Fruit flies keep each other up
The party never stops
‘Look at this guy!’ PhD student Adithya Sarma exclaims. He points to a fruit fly that’s zigzagging across the floor of a round ‘mini arena’. The same container, which measures approximately eight centimetres across and is 1.2 centimetres high, houses nine other flies, some of which are having a peaceful snooze.
Then, the original fly stops zigzagging and makes a beeline for two of his sleeping cohorts. He taps them ever so quickly, gone again in a fraction of a second. But it’s enough to wake the sleeping fruit flies and spur them into action.
It’s a unique recording: never before had these fruit flies been observed playing ‘tag’. But neurobiologist Sarma created a system that allowed him to be the first person to observe fruit fly behaviour over the course of several days. He hoped this would give him more insight into the impact social interaction between the flies has on their sleep.
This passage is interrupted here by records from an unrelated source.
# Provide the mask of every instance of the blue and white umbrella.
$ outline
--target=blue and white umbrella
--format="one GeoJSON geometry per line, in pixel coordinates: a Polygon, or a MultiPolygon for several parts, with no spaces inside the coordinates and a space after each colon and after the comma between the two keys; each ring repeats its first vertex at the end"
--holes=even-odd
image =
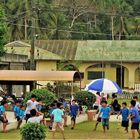
{"type": "Polygon", "coordinates": [[[93,80],[86,86],[85,90],[98,91],[102,93],[122,93],[118,84],[108,79],[93,80]]]}

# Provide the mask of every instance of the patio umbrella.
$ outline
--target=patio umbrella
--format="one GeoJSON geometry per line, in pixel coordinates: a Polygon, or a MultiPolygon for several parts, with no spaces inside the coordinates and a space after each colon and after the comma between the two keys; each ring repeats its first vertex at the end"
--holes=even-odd
{"type": "Polygon", "coordinates": [[[4,90],[2,89],[2,87],[0,87],[0,91],[4,92],[4,90]]]}
{"type": "Polygon", "coordinates": [[[86,86],[85,90],[93,90],[103,93],[122,93],[118,84],[108,79],[93,80],[86,86]]]}

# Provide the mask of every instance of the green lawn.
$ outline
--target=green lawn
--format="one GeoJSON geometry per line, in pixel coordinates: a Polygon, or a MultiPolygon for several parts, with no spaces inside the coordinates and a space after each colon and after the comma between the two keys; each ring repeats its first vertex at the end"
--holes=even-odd
{"type": "MultiPolygon", "coordinates": [[[[76,126],[75,130],[71,130],[70,127],[65,128],[66,139],[128,139],[131,133],[126,134],[124,129],[121,128],[120,123],[110,123],[110,130],[103,133],[101,124],[97,131],[93,131],[95,122],[83,122],[76,126]]],[[[47,138],[51,139],[51,132],[47,131],[47,138]]],[[[0,133],[0,139],[4,140],[16,140],[21,139],[19,130],[12,130],[6,134],[0,133]]],[[[61,139],[60,132],[56,132],[56,139],[61,139]]]]}

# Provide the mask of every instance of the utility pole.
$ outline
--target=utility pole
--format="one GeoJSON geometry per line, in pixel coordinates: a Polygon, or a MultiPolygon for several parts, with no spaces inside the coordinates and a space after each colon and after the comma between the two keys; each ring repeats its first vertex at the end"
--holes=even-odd
{"type": "Polygon", "coordinates": [[[35,18],[33,0],[31,0],[31,50],[30,50],[30,70],[35,70],[35,18]]]}

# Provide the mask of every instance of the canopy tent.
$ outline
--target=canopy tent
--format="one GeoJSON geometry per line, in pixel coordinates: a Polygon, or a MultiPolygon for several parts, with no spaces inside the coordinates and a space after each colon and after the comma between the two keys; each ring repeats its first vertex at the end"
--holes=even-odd
{"type": "Polygon", "coordinates": [[[80,80],[76,71],[0,70],[0,81],[74,81],[80,80]]]}

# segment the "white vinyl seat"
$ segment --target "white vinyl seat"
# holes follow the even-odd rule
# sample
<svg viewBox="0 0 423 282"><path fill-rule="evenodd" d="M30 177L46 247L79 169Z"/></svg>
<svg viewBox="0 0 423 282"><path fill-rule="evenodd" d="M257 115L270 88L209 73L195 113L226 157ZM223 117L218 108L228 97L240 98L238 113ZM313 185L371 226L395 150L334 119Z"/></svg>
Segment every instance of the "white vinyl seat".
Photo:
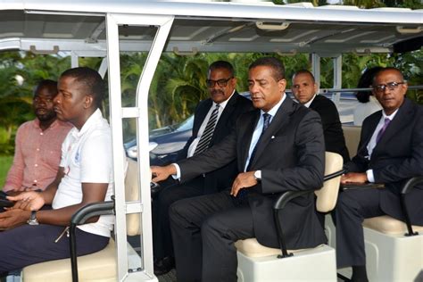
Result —
<svg viewBox="0 0 423 282"><path fill-rule="evenodd" d="M127 159L128 170L125 177L125 195L127 201L140 199L138 188L137 163ZM127 234L140 234L140 219L138 214L127 215ZM117 281L117 265L114 240L111 238L108 245L91 254L78 258L78 273L79 281ZM137 255L129 245L129 255ZM72 281L70 260L63 259L29 265L22 270L24 282L70 282Z"/></svg>
<svg viewBox="0 0 423 282"><path fill-rule="evenodd" d="M423 279L423 226L411 227L414 236L409 236L405 222L388 215L364 220L366 269L369 281L411 282ZM325 228L329 245L335 248L336 228L330 216L326 217ZM338 273L349 278L352 270L339 269Z"/></svg>
<svg viewBox="0 0 423 282"><path fill-rule="evenodd" d="M343 159L335 153L326 152L325 177L323 187L314 191L317 195L316 208L321 212L335 208L340 184ZM328 176L334 174L332 178ZM281 249L260 245L255 238L238 240L237 250L238 282L245 281L336 281L335 250L321 245L314 248L289 250L293 256L278 258Z"/></svg>
<svg viewBox="0 0 423 282"><path fill-rule="evenodd" d="M402 195L418 183L423 183L422 177L410 179ZM404 208L406 214L405 204ZM409 221L408 214L405 219ZM363 228L366 268L370 281L423 279L423 226L411 226L410 222L384 215L364 220Z"/></svg>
That’s because social interaction and sleep are inextricably linked, both in fruit flies and in people. ‘Take the lockdowns we had during the height of the Covid pandemic’, Sarma explains. ‘People started feeling really lonely and it affected their sleep.’ But no one quite knows why that is or how it works.
Social behaviour
Sarma thinks fruit flies can help him gain more insight into the matter. After all, people share a large part of their genes with fruit flies. But in fruit flies, scientists can switch these on and off in an effort to find out which genes and cell networks control which behaviour. ‘You can’t do that with people.’
They suddenly realised how tired they were when I removed them from the group
During his master project, he realised that fruit flies are profoundly social animals. He was trying to find out if lonely female fruit flies would pick other partners than the females who lived in a group. Sarma observed that the isolated females were ‘less picky’: they were more receptive to mating with males who weren’t great courters.
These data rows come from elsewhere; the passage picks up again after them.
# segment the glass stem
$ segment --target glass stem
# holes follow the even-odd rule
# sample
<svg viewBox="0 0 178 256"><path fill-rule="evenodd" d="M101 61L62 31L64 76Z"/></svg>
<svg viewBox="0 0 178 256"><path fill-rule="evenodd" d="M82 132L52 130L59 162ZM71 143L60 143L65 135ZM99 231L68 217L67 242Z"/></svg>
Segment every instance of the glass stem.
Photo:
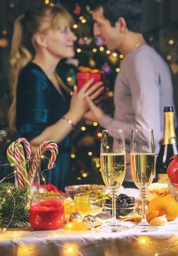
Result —
<svg viewBox="0 0 178 256"><path fill-rule="evenodd" d="M146 188L140 189L140 197L142 198L142 222L139 225L148 225L146 219Z"/></svg>
<svg viewBox="0 0 178 256"><path fill-rule="evenodd" d="M112 217L113 222L116 222L116 197L115 190L112 189Z"/></svg>

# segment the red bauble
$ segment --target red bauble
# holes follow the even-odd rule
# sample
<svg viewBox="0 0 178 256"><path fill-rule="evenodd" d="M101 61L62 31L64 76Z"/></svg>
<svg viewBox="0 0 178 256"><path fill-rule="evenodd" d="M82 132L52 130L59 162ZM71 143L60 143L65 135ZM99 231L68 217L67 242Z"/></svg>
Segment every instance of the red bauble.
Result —
<svg viewBox="0 0 178 256"><path fill-rule="evenodd" d="M75 9L74 10L74 14L77 14L77 15L79 15L81 12L81 7L79 5L76 5Z"/></svg>
<svg viewBox="0 0 178 256"><path fill-rule="evenodd" d="M168 165L167 173L171 183L178 184L178 154L174 154Z"/></svg>

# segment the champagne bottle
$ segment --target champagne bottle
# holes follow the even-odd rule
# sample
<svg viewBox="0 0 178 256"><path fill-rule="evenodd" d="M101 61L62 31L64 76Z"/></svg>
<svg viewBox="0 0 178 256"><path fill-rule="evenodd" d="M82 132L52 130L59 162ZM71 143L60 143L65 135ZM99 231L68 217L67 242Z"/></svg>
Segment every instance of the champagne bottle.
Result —
<svg viewBox="0 0 178 256"><path fill-rule="evenodd" d="M156 160L157 180L160 183L168 182L167 167L170 158L177 154L174 115L173 107L164 108L163 141Z"/></svg>

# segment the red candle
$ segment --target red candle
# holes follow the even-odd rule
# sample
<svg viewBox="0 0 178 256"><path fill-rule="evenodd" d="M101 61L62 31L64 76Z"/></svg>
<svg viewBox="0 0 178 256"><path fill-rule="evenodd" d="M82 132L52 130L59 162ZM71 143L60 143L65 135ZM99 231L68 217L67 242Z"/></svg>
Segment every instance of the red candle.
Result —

‘That meant they had characteristics that allowed them to pick their partners’, he says. ‘It was clear to me that social behaviour in fruit flies could be studied.’
A lot of sleep
This laid the basis for his PhD research, because Sarma also wanted to know if and how the fruit flies’ social interaction impacted their sleep: do fruit flies who spend all day alone sleep differently than the ones who spend it with their peers?
He put twenty fruit flies in a group and isolated a few others. After several days, he put each fly in an individual tube and started monitoring their sleep patterns.
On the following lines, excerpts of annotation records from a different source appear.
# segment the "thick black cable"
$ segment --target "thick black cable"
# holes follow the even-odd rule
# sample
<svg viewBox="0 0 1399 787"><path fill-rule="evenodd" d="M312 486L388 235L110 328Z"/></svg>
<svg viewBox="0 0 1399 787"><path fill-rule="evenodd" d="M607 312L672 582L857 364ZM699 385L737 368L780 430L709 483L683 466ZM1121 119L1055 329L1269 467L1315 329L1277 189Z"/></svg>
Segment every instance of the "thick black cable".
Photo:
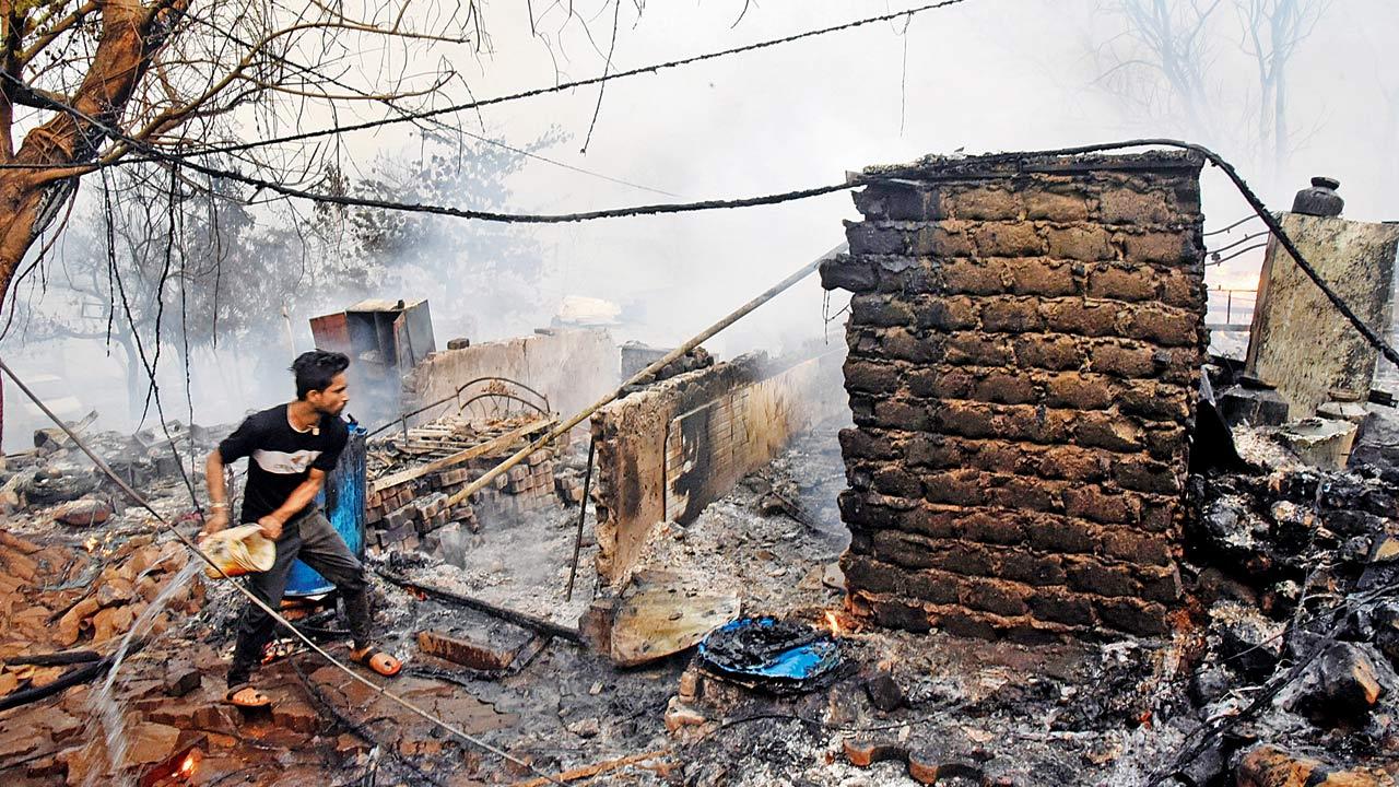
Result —
<svg viewBox="0 0 1399 787"><path fill-rule="evenodd" d="M926 6L918 6L915 8L908 8L908 10L902 10L902 11L897 11L897 13L880 14L877 17L866 17L866 18L862 18L862 20L853 20L853 21L849 21L849 22L838 24L838 25L831 25L831 27L810 29L810 31L804 31L804 32L799 32L799 34L793 34L793 35L788 35L788 36L782 36L782 38L774 38L774 39L768 39L768 41L760 41L757 43L747 43L747 45L734 46L734 48L730 48L730 49L720 49L720 50L716 50L716 52L706 52L704 55L695 55L693 57L681 57L679 60L667 60L665 63L652 63L651 66L641 66L641 67L637 67L637 69L628 69L625 71L614 71L611 74L603 74L603 76L589 77L589 78L583 78L583 80L575 80L575 81L569 81L569 83L557 83L557 84L553 84L553 85L532 88L532 90L526 90L526 91L520 91L520 92L512 92L512 94L499 95L499 97L495 97L495 98L484 98L484 99L480 99L480 101L474 101L473 99L473 101L469 101L466 104L453 104L450 106L442 106L439 109L424 109L421 112L400 112L399 115L396 115L393 118L382 118L379 120L365 120L362 123L348 123L348 125L344 125L344 126L332 126L329 129L318 129L318 130L313 130L313 132L299 132L299 133L295 133L295 134L285 134L285 136L281 136L281 137L273 137L273 139L267 139L267 140L238 143L238 144L229 144L229 146L222 146L222 147L210 147L210 148L190 151L190 154L197 154L197 155L218 155L218 154L225 154L225 153L239 153L239 151L253 150L253 148L259 148L259 147L270 147L270 146L274 146L274 144L285 144L285 143L292 143L292 141L305 141L305 140L311 140L311 139L334 136L334 134L343 134L343 133L350 133L350 132L362 132L362 130L369 130L369 129L378 129L378 127L382 127L382 126L392 126L392 125L397 125L397 123L413 123L413 122L417 122L417 120L425 120L425 119L436 118L436 116L441 116L441 115L453 115L456 112L464 112L467 109L480 109L483 106L494 106L497 104L508 104L511 101L520 101L520 99L525 99L525 98L534 98L534 97L539 97L539 95L548 95L551 92L564 92L564 91L568 91L568 90L579 88L579 87L589 87L589 85L595 85L595 84L603 84L603 83L607 83L607 81L611 81L611 80L628 78L628 77L635 77L635 76L641 76L641 74L655 74L655 73L666 70L666 69L677 69L677 67L683 67L683 66L691 66L694 63L702 63L705 60L716 60L719 57L729 57L732 55L741 55L744 52L754 52L754 50L758 50L758 49L768 49L768 48L772 48L772 46L779 46L779 45L783 45L783 43L792 43L792 42L796 42L796 41L807 39L807 38L817 38L817 36L830 35L830 34L835 34L835 32L844 32L844 31L848 31L848 29L855 29L855 28L860 28L860 27L866 27L866 25L872 25L872 24L877 24L877 22L887 22L887 21L898 20L901 17L909 17L911 18L915 14L923 14L923 13L928 13L928 11L936 11L936 10L940 10L940 8L950 7L950 6L958 6L958 4L967 3L967 1L968 0L943 0L940 3L929 3ZM15 78L15 77L13 77L11 74L3 74L3 76L6 76L7 78L10 78L10 80L13 80L15 83L20 83L20 80ZM20 84L22 84L22 83L20 83ZM34 101L39 102L39 104L45 102L45 97L38 95L38 94L32 95L31 98L34 98ZM116 165L116 164L122 164L122 162L136 164L136 162L152 162L152 161L159 161L159 160L161 160L159 157L147 155L145 158L122 158L119 161L112 161L109 164L99 164L98 162L98 164L92 164L92 167L94 168L99 168L99 167L109 167L109 165ZM84 164L74 164L71 167L85 167L85 165ZM52 168L52 165L39 165L39 164L0 164L0 169L10 169L10 168L14 168L14 169L49 169L49 168ZM590 174L595 174L595 172L590 172ZM609 179L611 179L611 178L609 178ZM625 185L628 185L628 186L637 186L637 188L646 188L646 186L638 186L637 183L625 183ZM656 189L648 189L648 190L656 190Z"/></svg>
<svg viewBox="0 0 1399 787"><path fill-rule="evenodd" d="M961 0L949 0L949 1L951 3ZM897 15L900 14L895 14L895 17ZM22 84L17 77L3 71L0 71L0 77ZM277 193L283 193L285 196L309 199L313 202L358 206L358 207L376 207L382 210L434 213L439 216L453 216L457 218L477 218L484 221L523 223L523 224L561 224L571 221L589 221L596 218L620 218L631 216L658 216L665 213L690 213L698 210L754 207L760 204L778 204L783 202L793 202L799 199L807 199L813 196L848 190L863 185L879 183L886 179L879 175L863 175L863 176L855 176L845 183L817 186L813 189L799 189L793 192L767 195L758 197L744 197L744 199L730 199L730 200L702 200L702 202L672 203L672 204L644 204L637 207L621 207L621 209L593 210L585 213L567 213L567 214L518 214L518 213L467 210L467 209L439 206L439 204L395 203L389 200L351 197L346 195L319 195L315 192L306 192L304 189L294 189L291 186L284 186L281 183L276 183L271 181L252 178L241 172L206 167L203 164L179 160L178 157L165 154L148 143L123 134L119 129L102 123L101 120L92 118L91 115L83 112L81 109L69 106L63 102L55 101L48 97L39 97L39 99L56 109L63 109L66 112L70 112L73 116L92 125L94 127L102 130L104 133L112 136L113 139L123 139L137 147L145 148L147 153L157 155L158 158L162 158L165 161L169 161L171 164L183 165L190 169L207 174L210 176L229 178L263 189L270 189ZM1263 203L1262 199L1258 197L1256 193L1254 193L1254 190L1248 186L1244 178L1234 168L1234 165L1226 161L1224 157L1221 157L1220 154L1214 153L1213 150L1202 144L1188 143L1177 139L1165 139L1165 137L1144 137L1144 139L1135 139L1125 141L1060 147L1053 150L992 153L986 155L944 160L942 162L929 164L928 167L930 169L944 169L956 172L956 171L968 171L970 168L982 167L986 164L1023 165L1031 160L1039 160L1055 155L1083 155L1090 153L1108 153L1133 147L1174 147L1178 150L1186 150L1202 155L1210 164L1219 167L1226 174L1226 176L1228 176L1228 179L1234 183L1234 188L1237 188L1238 192L1244 196L1244 200L1248 202L1249 207L1252 207L1254 211L1258 214L1258 217L1263 220L1269 231L1272 231L1272 234L1277 237L1277 242L1281 244L1281 246L1287 251L1288 255L1291 255L1293 260L1297 263L1297 267L1300 267L1302 273L1305 273L1307 277L1311 279L1314 284L1316 284L1316 287L1322 291L1322 294L1326 295L1326 300L1330 301L1333 307L1336 307L1336 311L1339 311L1347 321L1350 321L1350 323L1356 328L1356 330L1358 330L1360 335L1364 336L1364 339L1372 347L1379 350L1379 354L1382 354L1385 360L1388 360L1395 365L1399 365L1399 351L1396 351L1388 342L1384 340L1382 336L1379 336L1379 333L1377 333L1370 325L1367 325L1365 321L1363 321L1360 315L1357 315L1354 309L1351 309L1350 305L1335 290L1332 290L1330 284L1328 284L1326 280L1321 277L1321 273L1318 273L1316 269L1312 267L1309 262L1307 262L1307 258L1301 253L1301 249L1297 248L1297 244L1294 244L1291 237L1287 235L1287 232L1283 230L1281 223L1272 213L1269 213L1267 206Z"/></svg>
<svg viewBox="0 0 1399 787"><path fill-rule="evenodd" d="M733 46L730 49L720 49L720 50L716 50L716 52L706 52L704 55L695 55L693 57L681 57L679 60L669 60L669 62L665 62L665 63L652 63L651 66L641 66L641 67L637 67L637 69L627 69L624 71L613 71L610 74L604 73L602 76L589 77L589 78L585 78L585 80L575 80L575 81L571 81L571 83L558 83L558 84L553 84L553 85L548 85L548 87L540 87L540 88L526 90L526 91L513 92L513 94L508 94L508 95L499 95L499 97L495 97L495 98L483 98L480 101L469 101L466 104L455 104L452 106L442 106L439 109L425 109L422 112L407 112L407 113L403 113L403 115L396 116L396 118L385 118L385 119L381 119L381 120L367 120L367 122L362 122L362 123L350 123L350 125L346 125L346 126L333 126L333 127L329 127L329 129L320 129L320 130L315 130L315 132L301 132L301 133L297 133L297 134L287 134L287 136L274 137L274 139L270 139L270 140L260 140L260 141L255 141L255 143L241 143L241 144L225 146L225 147L214 147L214 148L200 150L197 153L201 154L201 155L203 154L214 155L214 154L222 154L222 153L236 153L236 151L249 150L249 148L255 148L255 147L266 147L266 146L273 146L273 144L284 144L284 143L290 143L290 141L304 141L304 140L316 139L316 137L325 137L325 136L332 136L332 134L343 134L343 133L348 133L348 132L362 132L362 130L367 130L367 129L376 129L376 127L388 126L388 125L409 123L409 122L413 122L413 120L424 120L427 118L436 118L439 115L453 115L456 112L464 112L467 109L480 109L483 106L492 106L492 105L497 105L497 104L506 104L506 102L511 102L511 101L520 101L520 99L525 99L525 98L534 98L537 95L547 95L547 94L551 94L551 92L564 92L564 91L568 91L568 90L579 88L579 87L589 87L589 85L595 85L595 84L603 84L603 83L607 83L607 81L611 81L611 80L628 78L628 77L635 77L635 76L641 76L641 74L655 74L655 73L666 70L666 69L677 69L677 67L681 67L681 66L693 66L694 63L702 63L705 60L716 60L719 57L729 57L732 55L741 55L744 52L754 52L754 50L758 50L758 49L768 49L768 48L772 48L772 46L781 46L783 43L792 43L795 41L802 41L802 39L806 39L806 38L817 38L817 36L830 35L830 34L835 34L835 32L844 32L844 31L848 31L848 29L855 29L855 28L859 28L859 27L866 27L866 25L872 25L872 24L877 24L877 22L887 22L887 21L898 20L901 17L909 17L909 18L912 18L915 14L923 14L923 13L928 13L928 11L937 11L940 8L946 8L949 6L958 6L958 4L965 3L965 1L967 0L943 0L940 3L929 3L929 4L925 4L925 6L918 6L918 7L914 7L914 8L904 10L904 11L897 11L897 13L890 13L890 14L880 14L877 17L866 17L866 18L862 18L862 20L853 20L853 21L849 21L849 22L838 24L838 25L831 25L831 27L810 29L810 31L804 31L804 32L799 32L799 34L793 34L793 35L788 35L788 36L782 36L782 38L772 38L772 39L768 39L768 41L760 41L757 43L747 43L747 45L743 45L743 46Z"/></svg>
<svg viewBox="0 0 1399 787"><path fill-rule="evenodd" d="M1297 267L1300 267L1302 273L1305 273L1307 277L1311 279L1314 284L1316 284L1316 287L1322 291L1322 294L1326 295L1326 300L1330 301L1333 307L1336 307L1336 311L1339 311L1342 316L1350 321L1350 323L1356 328L1356 330L1358 330L1360 335L1364 336L1365 340L1372 347L1379 350L1379 354L1382 354L1385 360L1399 365L1399 351L1396 351L1388 342L1385 342L1384 337L1379 336L1378 332L1375 332L1375 329L1367 325L1365 321L1363 321L1360 315L1357 315L1354 309L1351 309L1350 305L1335 290L1330 288L1330 284L1328 284L1326 280L1321 277L1321 273L1318 273L1316 269L1312 267L1312 265L1302 255L1301 249L1297 248L1297 244L1293 242L1291 235L1288 235L1283 230L1283 224L1277 220L1277 217L1267 210L1267 206L1263 204L1263 200L1259 199L1256 193L1254 193L1254 190L1244 181L1242 175L1238 174L1238 169L1235 169L1233 164L1226 161L1223 155L1214 153L1213 150L1202 144L1188 143L1175 139L1165 139L1165 137L1144 137L1144 139L1135 139L1125 141L1060 147L1055 150L992 153L986 155L975 155L968 158L946 160L942 164L930 164L929 167L933 169L937 168L963 169L968 167L978 167L982 164L1028 162L1030 160L1034 158L1042 158L1051 155L1083 155L1088 153L1108 153L1132 147L1174 147L1178 150L1188 150L1191 153L1196 153L1205 157L1205 160L1213 164L1214 167L1219 167L1224 172L1224 175L1230 179L1230 182L1234 183L1234 188L1238 189L1240 195L1244 196L1244 202L1247 202L1248 206L1254 209L1254 213L1256 213L1258 217L1263 220L1263 224L1267 225L1267 230L1277 238L1277 242L1281 244L1283 249L1286 249L1287 253L1291 255L1293 262L1297 263ZM873 181L874 179L869 179L869 182Z"/></svg>
<svg viewBox="0 0 1399 787"><path fill-rule="evenodd" d="M953 1L960 1L960 0L953 0ZM898 15L898 14L895 14L895 15ZM10 74L7 74L4 71L0 71L0 77L4 77L7 80L15 81L15 83L20 83L18 78L15 78L14 76L10 76ZM767 196L758 196L758 197L744 197L744 199L730 199L730 200L704 200L704 202L672 203L672 204L644 204L644 206L637 206L637 207L621 207L621 209L593 210L593 211L585 211L585 213L567 213L567 214L519 214L519 213L497 213L497 211L484 211L484 210L467 210L467 209L459 209L459 207L450 207L450 206L438 206L438 204L406 204L406 203L395 203L395 202L381 200L381 199L351 197L351 196L346 196L346 195L319 195L319 193L315 193L315 192L306 192L304 189L294 189L291 186L284 186L281 183L274 183L274 182L270 182L270 181L263 181L260 178L252 178L252 176L243 175L241 172L234 172L234 171L225 171L225 169L218 169L218 168L213 168L213 167L206 167L203 164L196 164L193 161L183 161L183 160L179 160L179 158L176 158L173 155L169 155L169 154L165 154L165 153L157 150L155 147L150 146L148 143L144 143L141 140L136 140L133 137L129 137L129 136L123 134L119 129L113 129L112 126L109 126L106 123L102 123L101 120L98 120L97 118L92 118L91 115L87 115L81 109L77 109L74 106L69 106L66 104L62 104L59 101L53 101L53 99L46 98L46 97L39 97L39 98L45 104L52 105L53 108L67 111L73 116L76 116L76 118L78 118L78 119L81 119L81 120L84 120L87 123L91 123L94 127L101 129L104 133L112 136L113 139L125 139L126 141L129 141L129 143L132 143L132 144L134 144L137 147L145 148L152 155L157 155L157 157L159 157L162 160L166 160L171 164L183 165L183 167L187 167L190 169L203 172L203 174L210 175L210 176L229 178L229 179L239 181L239 182L249 183L249 185L255 185L255 186L259 186L259 188L263 188L263 189L270 189L270 190L274 190L277 193L283 193L285 196L309 199L309 200L313 200L313 202L323 202L323 203L332 203L332 204L346 204L346 206L360 206L360 207L376 207L376 209L382 209L382 210L404 210L404 211L417 211L417 213L434 213L434 214L439 214L439 216L453 216L453 217L457 217L457 218L477 218L477 220L484 220L484 221L523 223L523 224L561 224L561 223L571 223L571 221L589 221L589 220L596 220L596 218L620 218L620 217L631 217L631 216L658 216L658 214L665 214L665 213L690 213L690 211L698 211L698 210L733 209L733 207L754 207L754 206L760 206L760 204L778 204L778 203L783 203L783 202L793 202L793 200L799 200L799 199L807 199L807 197L813 197L813 196L820 196L820 195L827 195L827 193L848 190L848 189L853 189L853 188L858 188L858 186L874 185L874 183L879 183L881 181L886 181L886 178L881 178L879 175L862 175L862 176L851 178L845 183L835 183L835 185L830 185L830 186L817 186L817 188L813 188L813 189L800 189L800 190L795 190L795 192L785 192L785 193L779 193L779 195L767 195ZM1207 148L1207 147L1205 147L1202 144L1188 143L1188 141L1182 141L1182 140L1177 140L1177 139L1146 137L1146 139L1135 139L1135 140L1125 140L1125 141L1111 141L1111 143L1086 144L1086 146L1076 146L1076 147L1062 147L1062 148L1053 148L1053 150L1017 151L1017 153L992 153L992 154L986 154L986 155L944 160L942 162L929 164L928 167L932 168L932 169L943 169L943 171L954 171L956 172L956 171L968 171L970 168L982 167L982 165L986 165L986 164L1017 164L1017 165L1023 165L1023 164L1025 164L1025 162L1028 162L1031 160L1039 160L1039 158L1055 157L1055 155L1083 155L1083 154L1090 154L1090 153L1108 153L1108 151L1126 150L1126 148L1133 148L1133 147L1174 147L1174 148L1178 148L1178 150L1186 150L1186 151L1196 153L1196 154L1202 155L1210 164L1213 164L1214 167L1219 167L1226 174L1226 176L1228 176L1228 179L1234 183L1234 188L1238 189L1238 192L1244 196L1244 200L1248 202L1249 207L1252 207L1254 211L1258 214L1258 217L1263 220L1263 223L1267 225L1269 231L1272 231L1272 234L1274 237L1277 237L1277 242L1281 244L1281 246L1287 251L1288 255L1291 255L1293 260L1297 263L1297 267L1300 267L1302 270L1302 273L1305 273L1307 277L1311 279L1314 284L1316 284L1316 287L1322 291L1322 294L1326 295L1326 300L1330 301L1330 304L1333 307L1336 307L1336 311L1339 311L1347 321L1350 321L1350 323L1356 328L1356 330L1358 330L1360 335L1372 347L1375 347L1379 351L1379 354L1382 354L1385 357L1385 360L1388 360L1389 363L1392 363L1395 365L1399 365L1399 351L1396 351L1388 342L1384 340L1382 336L1379 336L1378 332L1375 332L1370 325L1367 325L1365 321L1361 319L1360 315L1357 315L1354 312L1354 309L1351 309L1350 305L1335 290L1332 290L1330 284L1328 284L1326 280L1322 279L1321 273L1318 273L1316 269L1312 267L1312 265L1309 262L1307 262L1307 258L1301 253L1301 249L1297 248L1297 244L1293 242L1291 237L1287 235L1287 232L1283 230L1283 225L1277 220L1277 217L1274 217L1272 213L1269 213L1267 206L1263 204L1263 200L1259 199L1256 193L1254 193L1254 190L1248 186L1248 183L1244 181L1244 178L1234 168L1234 165L1230 164L1228 161L1226 161L1224 157L1221 157L1220 154L1214 153L1213 150L1210 150L1210 148Z"/></svg>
He soon noticed that the fruit flies who’d spent time in a group slept a lot more than the isolated ones. ‘When I removed them from the group, it’s like they suddenly realised just how tired they were.’
Self-built system
What made the flies so tired, though? He couldn’t quite figure it out, and there was no system in place that could measure the behaviour of more than one fruit fly at a time. ‘No one was able to observe what happened when fruit flies were placed in a group for several days on end’, says Sarma.
It’s as if the flies need to relax after a night of partying
He decided to combine existing software with his own scripts, using a 3D printer to build ‘cool arenas’. These arenas are round and low, forcing the flies to move across the floor instead of flying. He positioned cameras above the arenas to film the fruit flies, and his system tracked whether they were active or asleep.
He was the first biologist ever to observe that flies slept less in groups than if they were isolated. ‘But why?’ Sarma wondered. His self-built system didn’t show that the fruit flies were in contact with each other at night. So what was keeping them awake?
Wake-up response
‘Perhaps they were having interactions that my system didn’t classify as social interactions’, Sarma recalls. ‘In biology, an interaction is considered social if the flies spend at least one and a half seconds near each other. But perhaps there were shorter interactions that kept the flies awake.’
Maybe it’s their turns to watch out for predators
He decided to take another look at his videos. ‘We found something really cool’, he says. The fruit flies would tap each other awake in what they realised were really short, quick interactions. ‘We thought it was really funny. Were these flies genuinely waking each other up?’
The researchers called it the ‘wake-up response’, mainly because they couldn’t come up with a better one, he grins. The interactions last less than half a second, but they do interfere with the fruit flies’ sleep.
‘Then, once they went back into isolation, they wanted to sleep for an entire day. It’s almost as if fruit flies have to take some time to relax after a night of partying, just like people.’
Everything has a function
So far, Sarma can only speculate on the function of the flies tapping each other awake. ‘Perhaps they’re waking the others up to tell them that it’s their turn to watch out for predators. Or maybe they just like messing with each other. We don’t know. But’, he adds, ‘biologists are taught that everything has a function.’
All he has to do is figure out what that function is. Less sleep might be considered a drawback, but perhaps that’s not true for the fruit flies, he suggests. ‘It’s possible that they’re getting enough sleep, and that more doesn’t equal better in their case.’